To explore the efficacy of anti-IL-5 therapy using blood eosinophil counts, two replicate, double-blind, multicenter, randomized, placebo-controlled trials evaluated the efficacy of reslizumab in uncontrolled asthmatics.26 Importantly, these patients had to have at least one blood eosinophil count of 400/µL and were receiving at least medium-dose ICS with or without a second controller. After screening, 953 patients aged 12–75 years were randomly assigned to receive reslizumab at a dose of 3 mg/kg or placebo IV every 4 weeks for 13 doses. Majority of the patients (ie, 84%) were receiving long-acting β-agonists. Patients who received reslizumab had a reduction in the rates of asthma exacerbations compared to placebo (0.84 vs 1.81 events per patient per year, rate ratio 0.86 [0.37–0.58], P<0.001). The time to first exacerbation was significantly longer in the treatment group, with a probability of not having an exacerbation of 61% and 73% (95% confidence interval 55–67, 67–79) in studies 1 and 2 compared to 44% and 52% (95% confidence interval 38–51, 45–48) in the placebo group, respectively. Larger reductions in exacerbation rates were noted in patients with repeated exacerbations in the period of 12 months before the trial. Patients in the treatment group also experienced improvement in FEV1 and ACQs scores as early as 4 weeks after therapy was initiated. The adverse events reported were similar in both treatment and placebo groups. The results were promising and further provide evidence that blood eosinophil counts are suitable to discriminate different asthma phenotypes.

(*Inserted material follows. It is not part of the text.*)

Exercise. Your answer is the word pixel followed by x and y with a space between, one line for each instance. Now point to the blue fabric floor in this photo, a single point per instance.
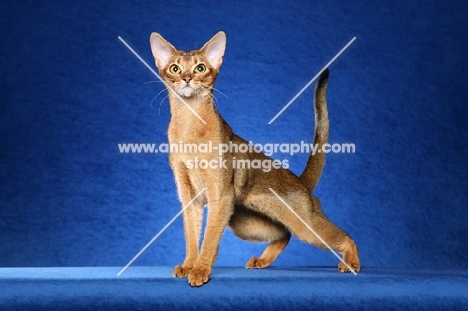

To determine the impact of the baseline blood eosinophil count, a randomized, double-blind, placebo-controlled, multicenter study was designed to evaluate the use of reslizumab in uncontrolled asthmatics with a wide range of blood eosinophil levels.27 As with the previous studies, patients had to be at least on medium-dose ICS with or without a second controller. A total of 496 patients aged 18–65 years were randomized (4:1) to receive either reslizumab at a dose of 3.0 mg/kg IV every 4 weeks for 16 weeks or placebo. Only 20% of the patients had blood eosinophil counts >400/µL. The mean change in FEV1 from baseline at week 16 was similar in both the study groups (reslizumab 255 mL compared to placebo 187 mL, standard error 49.5, P=0.170). Subgroup analysis in subjects with eosinophil counts >400/µL revealed an improvement in pulmonary function, ACQ scores, and rescue inhaler use. This study confirmed that asthmatics without eosinophilia do not benefit from reslizumab therapy.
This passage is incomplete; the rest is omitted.